After our tour of the Ilion plant we all headed to Huntsville Alabama to tour the new facility. Currently Remington is making all of the 1911s there as well as the Bushmaster line and the new RM 380 micro pistol. Any and all handguns will be made there in the future. Other guns are in the works to be made in Huntsville and will be announced later.
A lot of the space both office and other floor space is currently not being used but as with any new facility construction and installation of equipment continues pretty much non stop. As the facility works towards completion the number of employees continues to grow as well.
I should also mention AAC products are also currently being made in Huntsville.
The beginnings of the RM380 in the form of raw steel which when finished will be the slide.
Of course we saw many other areas including R&D, design etc. We also ran across a 3D printer that allows Remington to print full size, aluminum AR 15s. This printer is huge measuring approximately 8x7x5 feet. I would have really enjoyed seeing it run but at the time they had no jobs pending.

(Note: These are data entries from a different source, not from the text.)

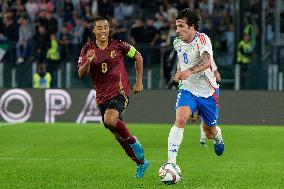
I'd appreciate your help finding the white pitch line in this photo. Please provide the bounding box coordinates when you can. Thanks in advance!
[0,157,158,162]
[0,123,19,127]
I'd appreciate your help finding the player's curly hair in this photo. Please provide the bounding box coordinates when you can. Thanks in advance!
[92,16,109,28]
[176,8,201,30]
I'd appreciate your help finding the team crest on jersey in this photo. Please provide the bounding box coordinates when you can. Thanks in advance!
[110,50,116,58]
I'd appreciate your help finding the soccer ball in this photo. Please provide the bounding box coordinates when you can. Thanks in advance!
[159,163,182,185]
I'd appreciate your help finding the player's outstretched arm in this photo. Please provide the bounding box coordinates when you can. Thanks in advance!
[78,50,96,78]
[133,51,143,94]
[214,70,221,82]
[179,51,211,80]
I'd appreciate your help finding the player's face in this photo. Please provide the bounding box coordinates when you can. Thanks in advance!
[93,20,109,42]
[176,19,195,42]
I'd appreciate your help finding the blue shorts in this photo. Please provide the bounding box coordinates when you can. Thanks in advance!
[176,89,219,126]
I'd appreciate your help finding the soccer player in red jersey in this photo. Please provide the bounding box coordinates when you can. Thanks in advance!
[78,17,149,178]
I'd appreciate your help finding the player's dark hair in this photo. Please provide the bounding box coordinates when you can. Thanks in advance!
[93,16,109,27]
[176,8,201,30]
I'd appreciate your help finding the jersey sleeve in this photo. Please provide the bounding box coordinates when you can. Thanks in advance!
[212,59,218,72]
[120,41,137,58]
[77,43,90,69]
[173,37,181,51]
[197,33,213,57]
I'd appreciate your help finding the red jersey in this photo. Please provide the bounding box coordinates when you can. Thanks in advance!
[78,40,134,104]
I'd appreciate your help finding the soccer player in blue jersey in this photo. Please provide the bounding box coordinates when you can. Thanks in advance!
[165,9,224,167]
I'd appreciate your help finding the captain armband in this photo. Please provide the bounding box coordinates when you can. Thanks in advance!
[127,46,136,58]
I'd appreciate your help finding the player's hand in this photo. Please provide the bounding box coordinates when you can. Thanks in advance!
[133,81,143,94]
[174,71,181,82]
[179,70,191,80]
[86,49,96,63]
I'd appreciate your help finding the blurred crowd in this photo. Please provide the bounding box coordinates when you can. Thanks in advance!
[0,0,282,88]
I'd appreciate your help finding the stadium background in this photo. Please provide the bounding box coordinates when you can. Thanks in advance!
[0,0,284,188]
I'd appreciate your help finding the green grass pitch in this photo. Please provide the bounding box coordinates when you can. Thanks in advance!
[0,123,284,189]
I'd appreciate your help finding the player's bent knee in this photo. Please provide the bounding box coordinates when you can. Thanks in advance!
[205,130,215,139]
[104,118,117,129]
[175,116,186,127]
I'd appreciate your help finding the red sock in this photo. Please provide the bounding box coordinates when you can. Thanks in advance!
[119,141,144,165]
[114,119,136,144]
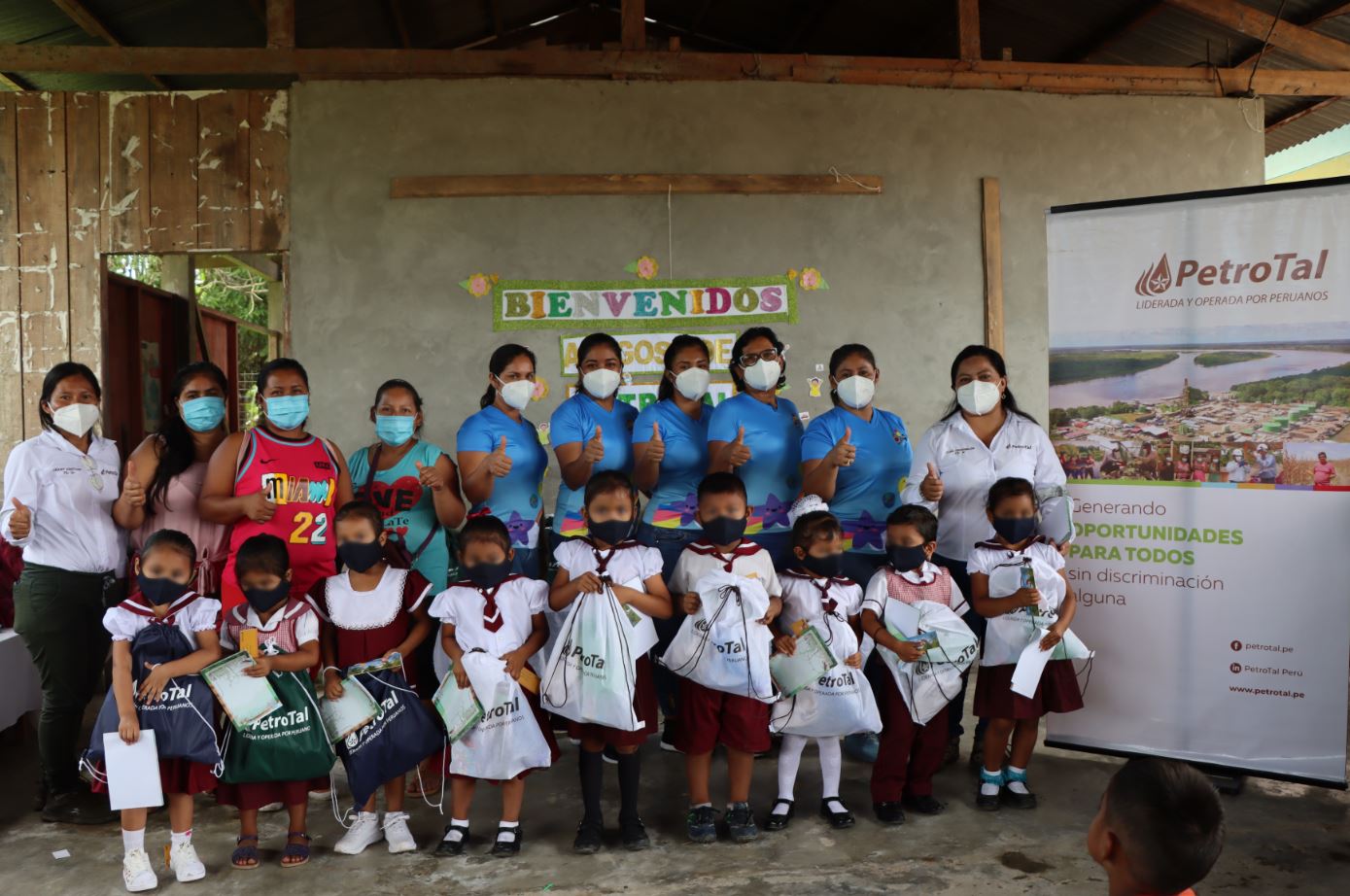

After the tour we met with the new CEO and others who make Remington run day to day. All of the executives invited our questions and encouraged us not to hold back. That specifically included the CEO.
I asked the CEO what he saw for Remington down the road and what plans they had for the near future. First he expressed his commitment to getting Remington back to the basics and doing the things which made Remington so successful. This included but was not limited to customer service, quality control as well as something I’ve mentioned numerous times and that’s no more prototype guns being tested and then going straight into production. All new guns will be completely and thoroughly tested before being shipped to dealers.
In the future any events we writers and editors attend we will shoot production guns only. In other words the same guns the customer will buy from the local gunshop. I personally think this is a move in the right direction. I’d much rather write an article on a production pistol rather than a year out prototype R51 than ran fine for us on the range but fell short in production. Nobody in the room dodged that situation and they are very determined it will never happen again. To answer what you must be thinking right now no the R51 isn’t dead and it will be released in its improved form. Those who purchased one and waited so long will get a new R51 unless they have taken advantage of the Remington policy of replacing it with a base model R1 1911 or refund. In keeping with the new policy we won’t have much advanced notice when it comes out in it’s new form but we will let you readers know as soon as we find out.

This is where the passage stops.